Stop thinking of building costs in only the initial terms of labor and materials. Start thinking about building costs in the long term such as operating and lifespan costs.
Stop thinking of building costs only in terms of $$$ directly from you. Start thinking about building costs in terms of the environmental costs for you, your children and your neighbors - those next door, in the next state and in another country.
The environmental costs of a project refer to the impact that your building project has on the natural world, and on the communities that are involved in producing and disposing of your building materials.
Think & Ask
By asking questions, you’re getting others to stop and think. This raises the awareness and accountability of everyone involved, both for your project and future projects.
Don’t hesitate to ask questions - by asking, you send your designer and builder the message that you understand the concept of environmental costs, and that you want to minimize your building’s negative impacts on the earth.
Some things to think and ask are:
Think and ask about the origin of products and materials.
Is this material harvested, quarried or extracted in a way that is sustainable?
Is it healthy or harmful to the local environment, workers, the local population?
Think and ask about the manufacture of products.
Does the manufacturing process create pollution or health risks?
What kind of waste is created and is it toxic?
How and where is the waste disposed?
Think, ask, and compare building products and materials.
Are there other materials that will work with lower environmental impacts?
Will the product’s use improve or worsen your building's impact on the people who will use it?
Will its use reduce your building's impact on your community?
Will its use improve or worsen your building's global warming impact?

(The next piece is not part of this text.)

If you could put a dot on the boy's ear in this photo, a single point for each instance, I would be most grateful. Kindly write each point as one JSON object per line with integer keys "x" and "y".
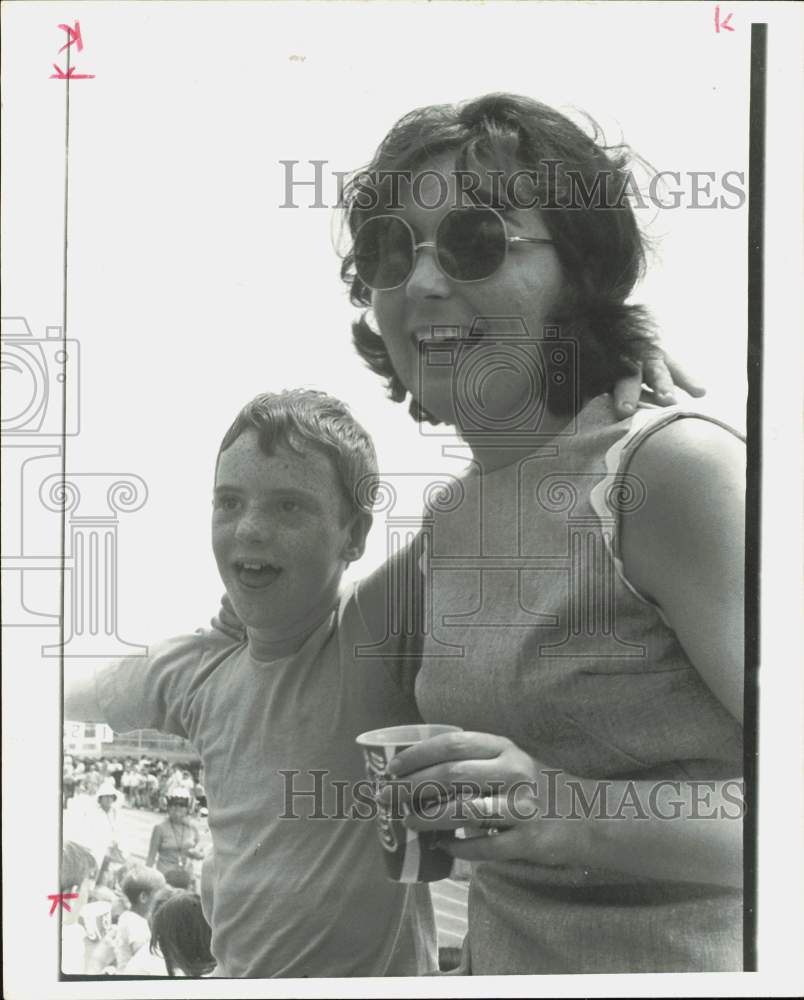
{"x": 359, "y": 527}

Think and ask about the probable lifespan of products and materials.
Some green materials or products may reduce your energy costs but will they last for a long time?
Products with long life spans help reduce your building’s environmental impact because additional raw material and energy will not be required for replacement purposes.
Think and ask about the disposal of products and materials.
When these materials do reach the end of their useful lives, can they be recycled or disposed of without negative environment impact?